Sunday, August 22, 2010

Possible topics for a Women's and Gender Studies research paper?

The class is gendered perspective on cultural issues (200 level). I can't think of anything to write the essay on. our main topics are fundamentalism, globalism and militarism (online activism is also an option). She says that there will be four foci-- racism, sexism, homophobia and economic oppression.

Possible topics for a Women's and Gender Studies research paper?
Great!

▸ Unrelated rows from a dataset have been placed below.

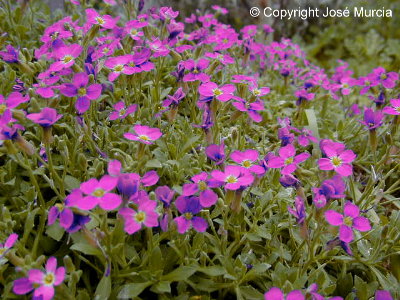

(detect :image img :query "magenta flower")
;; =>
[60,72,101,114]
[174,196,208,234]
[118,200,158,234]
[359,108,383,130]
[109,101,137,121]
[0,233,18,265]
[74,175,122,210]
[13,256,65,300]
[369,67,399,89]
[383,99,400,116]
[182,172,218,207]
[199,82,235,102]
[86,8,119,29]
[211,166,254,190]
[318,141,357,176]
[182,58,210,82]
[231,149,265,175]
[325,201,371,243]
[232,96,265,123]
[264,287,306,300]
[268,144,311,175]
[26,107,62,128]
[124,125,162,145]
[49,44,83,72]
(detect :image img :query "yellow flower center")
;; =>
[92,189,106,197]
[135,211,146,223]
[285,157,293,165]
[183,212,193,220]
[43,273,55,285]
[225,175,237,183]
[198,180,207,191]
[96,17,106,25]
[114,65,124,72]
[331,156,342,167]
[213,88,222,97]
[119,108,126,117]
[62,55,74,64]
[242,159,251,168]
[139,135,150,141]
[0,104,7,114]
[343,217,353,227]
[78,88,86,96]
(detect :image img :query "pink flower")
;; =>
[182,172,218,207]
[26,107,62,127]
[0,233,18,258]
[49,44,83,72]
[199,82,235,102]
[174,196,208,234]
[118,200,158,234]
[318,141,357,176]
[383,99,400,116]
[109,101,137,121]
[231,149,265,175]
[325,201,371,243]
[211,166,254,190]
[13,257,65,300]
[86,8,119,29]
[124,125,162,145]
[74,175,122,210]
[268,144,311,175]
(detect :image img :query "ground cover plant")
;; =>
[0,0,400,300]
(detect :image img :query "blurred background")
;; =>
[40,0,400,75]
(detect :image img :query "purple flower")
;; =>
[206,141,225,165]
[174,196,208,234]
[109,101,137,121]
[312,175,346,208]
[155,185,175,207]
[231,149,265,175]
[74,175,122,210]
[211,166,254,190]
[359,108,384,130]
[383,99,400,116]
[268,144,311,175]
[13,257,65,300]
[60,72,102,114]
[325,201,371,243]
[124,125,162,145]
[182,58,210,82]
[163,88,186,107]
[0,45,19,63]
[182,172,218,207]
[118,200,158,234]
[199,82,235,102]
[26,107,62,128]
[0,233,18,264]
[318,140,357,177]
[288,197,306,224]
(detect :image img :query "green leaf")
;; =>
[145,159,162,168]
[46,223,65,242]
[64,175,81,191]
[118,281,152,299]
[71,243,102,256]
[161,266,196,281]
[95,276,111,300]
[150,281,171,294]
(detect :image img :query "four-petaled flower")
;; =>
[325,201,371,243]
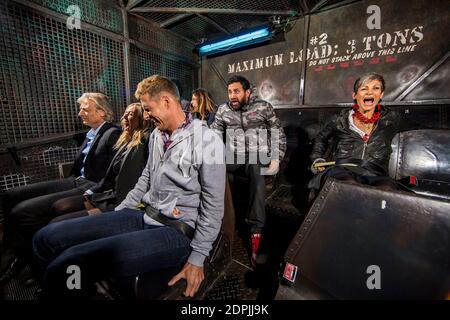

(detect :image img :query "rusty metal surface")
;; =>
[389,130,450,182]
[202,0,450,107]
[286,179,450,299]
[202,19,304,106]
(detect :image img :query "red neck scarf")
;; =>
[353,103,381,123]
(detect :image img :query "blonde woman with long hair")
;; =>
[189,88,217,127]
[52,103,149,222]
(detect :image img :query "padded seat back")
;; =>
[277,178,450,299]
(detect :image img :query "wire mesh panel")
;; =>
[0,140,78,192]
[130,45,198,100]
[27,0,123,34]
[135,0,292,11]
[0,1,125,145]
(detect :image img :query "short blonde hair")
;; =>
[77,92,114,122]
[134,75,180,101]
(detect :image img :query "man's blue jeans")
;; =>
[33,209,190,297]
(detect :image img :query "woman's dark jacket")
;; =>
[310,107,405,175]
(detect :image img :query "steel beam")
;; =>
[130,7,297,16]
[195,13,231,34]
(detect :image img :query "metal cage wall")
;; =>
[0,0,198,193]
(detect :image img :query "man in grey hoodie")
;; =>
[33,75,226,297]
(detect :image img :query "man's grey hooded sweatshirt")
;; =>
[115,119,226,266]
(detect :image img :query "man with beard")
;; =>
[211,75,286,267]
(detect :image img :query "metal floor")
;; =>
[0,233,282,300]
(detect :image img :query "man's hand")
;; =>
[169,262,205,297]
[265,160,280,176]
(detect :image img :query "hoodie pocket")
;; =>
[155,191,179,218]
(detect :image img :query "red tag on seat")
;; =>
[283,262,298,283]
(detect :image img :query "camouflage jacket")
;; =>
[211,97,286,163]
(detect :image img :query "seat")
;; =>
[272,130,450,300]
[276,178,450,299]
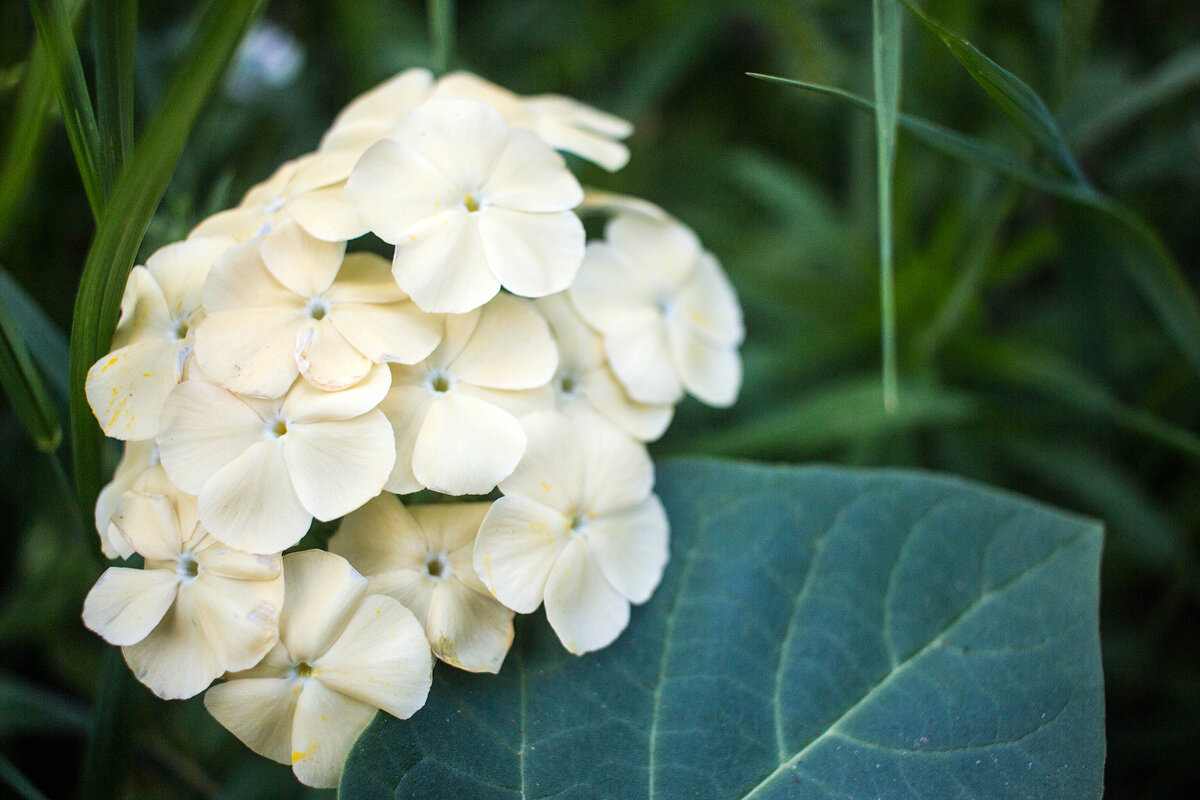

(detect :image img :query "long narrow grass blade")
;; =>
[871,0,900,414]
[29,0,114,219]
[71,0,265,509]
[0,272,62,452]
[901,0,1084,182]
[92,0,138,172]
[428,0,455,76]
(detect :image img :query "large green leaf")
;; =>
[341,461,1105,800]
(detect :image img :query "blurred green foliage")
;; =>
[0,0,1200,799]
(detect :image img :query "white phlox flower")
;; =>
[96,439,166,559]
[196,222,442,397]
[188,149,367,241]
[570,212,744,407]
[83,479,283,699]
[204,551,433,788]
[346,100,584,313]
[535,293,674,441]
[379,294,558,494]
[158,365,396,553]
[84,236,234,440]
[474,411,667,654]
[329,494,512,673]
[433,72,634,173]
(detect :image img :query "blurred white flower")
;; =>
[474,411,667,654]
[196,222,442,397]
[329,494,512,673]
[83,479,283,699]
[346,100,583,313]
[84,237,234,440]
[204,551,433,788]
[433,72,634,172]
[379,294,558,494]
[570,212,744,407]
[535,293,674,441]
[158,365,396,553]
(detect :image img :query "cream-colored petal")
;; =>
[582,366,674,441]
[290,680,376,789]
[667,324,742,408]
[157,380,266,494]
[193,566,283,678]
[84,337,179,440]
[391,207,500,314]
[199,439,312,553]
[571,414,654,516]
[346,139,463,245]
[121,585,224,700]
[312,595,433,720]
[204,678,300,764]
[605,213,701,290]
[282,410,396,522]
[262,219,346,297]
[450,294,558,390]
[196,303,304,397]
[329,493,428,575]
[425,578,512,673]
[379,385,434,494]
[500,411,589,516]
[280,551,367,666]
[413,392,526,494]
[329,298,443,363]
[83,566,179,645]
[288,181,367,242]
[474,497,570,614]
[280,365,391,425]
[604,311,683,404]
[546,539,629,655]
[479,130,583,212]
[476,206,584,297]
[586,494,668,603]
[296,317,372,392]
[113,491,184,560]
[396,100,510,192]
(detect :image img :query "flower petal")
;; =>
[474,497,570,614]
[199,439,312,553]
[83,566,179,645]
[546,540,629,655]
[425,578,512,673]
[312,595,433,720]
[413,392,526,494]
[276,410,396,522]
[476,206,584,297]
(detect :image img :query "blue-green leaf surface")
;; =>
[341,461,1105,800]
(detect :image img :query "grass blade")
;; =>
[71,0,265,509]
[29,0,114,219]
[92,0,138,173]
[901,0,1084,182]
[871,0,900,414]
[0,266,62,452]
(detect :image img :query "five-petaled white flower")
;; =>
[204,551,433,787]
[346,100,583,313]
[158,365,396,553]
[84,237,234,440]
[570,212,743,405]
[474,411,667,654]
[329,494,512,673]
[83,473,283,699]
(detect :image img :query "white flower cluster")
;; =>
[83,70,743,786]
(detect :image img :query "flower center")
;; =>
[425,553,450,581]
[175,553,200,583]
[305,297,329,320]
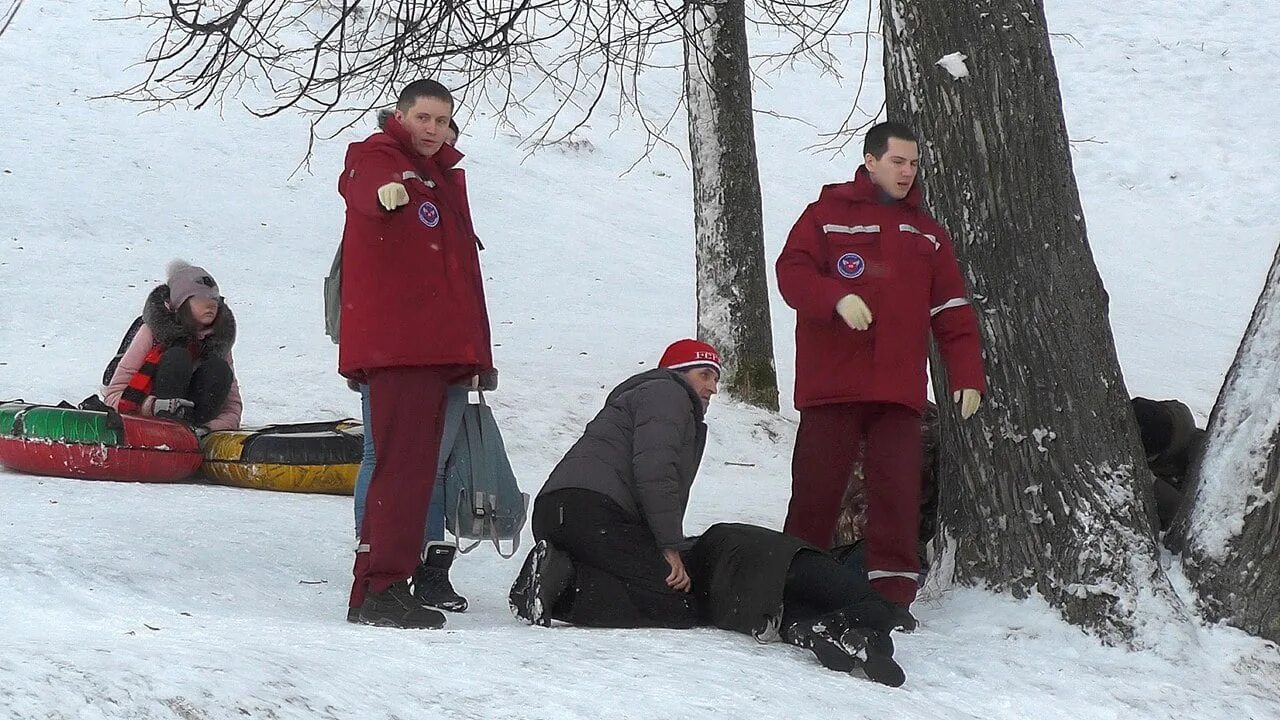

Forced female circumcision in third world countries to reduce women's sexual pleasure and keep them docile.





That is a hot topic
Reply:Economic disadvantages of motherhood vs. biological imperative. The most common conflict expressed by the newest generation of adult women is the challenge of career development vs. quality child-rearing. A part of wage inequalities is due to women making the choice to spend more time with their families than with their careers, which require unhealthy / unfair / exploitive amounts of worker energies from both men and women alike, which is where the root of the problem is found.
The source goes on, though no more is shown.